RBC Says Canada's CPI Growth Ticks Higher on Tax Distortions; Sees Little Reason for Further Bank of Canada Easing

BY MT Newswires | ECONOMIC | 01/19/26 12:00 PM EST

12:00 PM EST, 01/19/2026 (MT Newswires) -- Canada's headline consumer price index growth rose to 2.4% year over year in December from 2.2% in November, with the increase largely driven by higher indirect taxes, with prior-year levels lowered artificially by a temporary GST/HST holiday in place from mid-December 2024 to mid-February 2025, said RBC.

Much of the increase came from a jump in year-over-year restaurant price growth to 8.5% from 3.3% in November.

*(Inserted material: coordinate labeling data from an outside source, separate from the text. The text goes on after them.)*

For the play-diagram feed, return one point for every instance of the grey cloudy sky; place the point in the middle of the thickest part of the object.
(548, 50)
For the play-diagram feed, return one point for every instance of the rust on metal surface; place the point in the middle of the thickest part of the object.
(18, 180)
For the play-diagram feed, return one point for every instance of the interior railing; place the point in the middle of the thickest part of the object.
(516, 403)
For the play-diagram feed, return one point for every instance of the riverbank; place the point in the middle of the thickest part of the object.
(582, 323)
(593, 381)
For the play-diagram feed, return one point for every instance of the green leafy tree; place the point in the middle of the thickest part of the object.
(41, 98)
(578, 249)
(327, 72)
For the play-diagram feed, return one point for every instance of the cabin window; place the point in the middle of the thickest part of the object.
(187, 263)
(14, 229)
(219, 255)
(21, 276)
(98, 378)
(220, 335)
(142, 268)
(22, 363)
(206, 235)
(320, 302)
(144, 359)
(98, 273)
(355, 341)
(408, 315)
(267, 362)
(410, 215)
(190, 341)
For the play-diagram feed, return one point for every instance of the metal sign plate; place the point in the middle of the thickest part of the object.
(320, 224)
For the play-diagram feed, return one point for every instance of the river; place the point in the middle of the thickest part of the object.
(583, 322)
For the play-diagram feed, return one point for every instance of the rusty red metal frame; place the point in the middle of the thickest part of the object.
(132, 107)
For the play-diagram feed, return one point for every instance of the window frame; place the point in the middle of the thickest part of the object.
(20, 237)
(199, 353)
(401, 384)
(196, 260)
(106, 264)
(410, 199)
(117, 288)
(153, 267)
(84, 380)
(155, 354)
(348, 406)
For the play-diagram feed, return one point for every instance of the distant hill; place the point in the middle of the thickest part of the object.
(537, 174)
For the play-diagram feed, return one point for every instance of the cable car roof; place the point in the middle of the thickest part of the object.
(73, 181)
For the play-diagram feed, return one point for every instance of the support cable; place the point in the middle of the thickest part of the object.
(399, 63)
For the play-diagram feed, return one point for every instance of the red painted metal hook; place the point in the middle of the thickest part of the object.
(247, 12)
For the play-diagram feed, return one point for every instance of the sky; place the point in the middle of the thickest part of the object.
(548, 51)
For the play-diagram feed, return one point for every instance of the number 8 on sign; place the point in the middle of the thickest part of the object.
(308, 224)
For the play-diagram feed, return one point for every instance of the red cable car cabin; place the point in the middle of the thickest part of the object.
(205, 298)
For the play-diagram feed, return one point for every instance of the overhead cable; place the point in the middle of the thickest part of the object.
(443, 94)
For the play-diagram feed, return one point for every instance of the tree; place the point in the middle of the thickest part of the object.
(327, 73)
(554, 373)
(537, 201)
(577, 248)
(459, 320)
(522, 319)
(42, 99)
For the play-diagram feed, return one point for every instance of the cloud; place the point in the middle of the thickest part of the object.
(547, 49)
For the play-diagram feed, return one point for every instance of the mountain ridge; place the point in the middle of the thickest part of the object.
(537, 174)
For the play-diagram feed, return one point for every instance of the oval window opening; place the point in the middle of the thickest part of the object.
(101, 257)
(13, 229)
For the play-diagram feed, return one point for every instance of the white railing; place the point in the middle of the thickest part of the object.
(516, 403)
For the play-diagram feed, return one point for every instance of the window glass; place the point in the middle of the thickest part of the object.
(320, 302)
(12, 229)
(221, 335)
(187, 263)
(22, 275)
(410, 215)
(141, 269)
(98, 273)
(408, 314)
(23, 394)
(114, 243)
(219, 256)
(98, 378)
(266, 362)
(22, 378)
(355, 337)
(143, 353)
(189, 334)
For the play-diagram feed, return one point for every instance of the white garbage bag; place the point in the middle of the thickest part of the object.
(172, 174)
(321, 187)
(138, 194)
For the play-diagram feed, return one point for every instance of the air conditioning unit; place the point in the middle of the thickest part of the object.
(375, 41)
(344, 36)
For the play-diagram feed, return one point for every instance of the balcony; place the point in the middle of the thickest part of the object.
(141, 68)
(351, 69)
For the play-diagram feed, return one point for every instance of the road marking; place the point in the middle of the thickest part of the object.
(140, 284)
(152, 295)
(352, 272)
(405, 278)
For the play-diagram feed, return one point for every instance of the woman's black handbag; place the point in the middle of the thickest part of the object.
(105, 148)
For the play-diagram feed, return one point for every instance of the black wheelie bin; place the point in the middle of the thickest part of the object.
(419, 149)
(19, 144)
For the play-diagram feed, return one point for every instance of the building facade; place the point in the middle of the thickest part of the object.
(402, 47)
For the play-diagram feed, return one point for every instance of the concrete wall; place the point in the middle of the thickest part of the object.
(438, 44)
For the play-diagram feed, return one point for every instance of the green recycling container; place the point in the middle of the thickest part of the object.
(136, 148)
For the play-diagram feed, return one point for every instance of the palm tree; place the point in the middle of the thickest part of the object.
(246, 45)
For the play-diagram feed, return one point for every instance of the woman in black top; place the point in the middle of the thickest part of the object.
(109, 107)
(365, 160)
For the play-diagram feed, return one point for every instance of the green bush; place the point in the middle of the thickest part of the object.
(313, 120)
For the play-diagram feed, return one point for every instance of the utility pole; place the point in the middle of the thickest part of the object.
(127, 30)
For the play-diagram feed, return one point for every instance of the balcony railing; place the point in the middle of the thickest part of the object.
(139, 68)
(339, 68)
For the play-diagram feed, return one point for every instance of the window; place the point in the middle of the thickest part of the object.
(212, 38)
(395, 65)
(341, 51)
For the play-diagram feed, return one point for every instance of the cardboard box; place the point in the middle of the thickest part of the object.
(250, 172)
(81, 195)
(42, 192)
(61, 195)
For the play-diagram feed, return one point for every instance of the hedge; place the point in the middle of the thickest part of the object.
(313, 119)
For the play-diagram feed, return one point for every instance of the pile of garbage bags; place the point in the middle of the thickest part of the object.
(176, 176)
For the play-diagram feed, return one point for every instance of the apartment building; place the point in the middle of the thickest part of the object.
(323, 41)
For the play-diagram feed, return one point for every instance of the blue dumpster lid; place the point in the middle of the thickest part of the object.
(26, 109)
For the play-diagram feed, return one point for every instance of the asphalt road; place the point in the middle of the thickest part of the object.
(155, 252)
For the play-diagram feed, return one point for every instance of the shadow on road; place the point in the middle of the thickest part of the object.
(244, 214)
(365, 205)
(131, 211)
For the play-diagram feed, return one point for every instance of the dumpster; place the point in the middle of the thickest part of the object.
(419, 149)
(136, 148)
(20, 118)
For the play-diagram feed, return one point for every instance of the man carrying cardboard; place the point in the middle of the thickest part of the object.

Restaurant prices were exempt from GST/HST a year ago during the tax holiday having declined 1.6% year-over-year in December, 2024, noted the bank.

Still, grocery prices were significantly less impacted by tax distortions and jumped to 5.0% above year-ago levels, the highest rate since October 2023.

As in recent months, much of the upward pressure in prices came from higher prices for meat, which have been pushed up in part by reduced North American cattle inventories. Beef price growth actually slowed slightly in December but was still 16.8% on a year-over-year basis.

Energy prices continue to provide offset, running below year-ago levels, although also in part due to tax distortions from the removal of the consumer carbon tax in most provinces in April, 2025. Energy prices were down 8.8% from a year ago in December.

Overall, price growth excluding indirect taxes slowed from 2.8% year over year in November to 2.5% in December. Excluding food, energy, and indirect taxes, price growth held steady at 2.4% on a year-over-year basis in December.

Broader underlying core measures showed further signs of moderation. The Bank of Canada's trim and median measures posted an average 0.1% month-over-month increase in December, the smallest increase since February 2024. The three-month moving average of the measures fell below a 2% annualized rate for the first time since April 2024, although the 12-month growth rate remained above the BoC's 2% inflation target.

The BoC will be encouraged by further signs from Monday's data that inflation is broadly trending back towards the 2% target, but the broader economic backdrop has also shown signs of stabilizing, with the unemployment rate beginning to edge lower, added RBC. Interest rates have already been cut to the neutral levels that wouldn't be expected to add to, or subtract from, inflation pressures over time.

As long as the economic backdrop shows further signs of improvement, and inflation remains at or above 2% target rates, there is little reason for the BoC to lower interest rates further, according to the bank.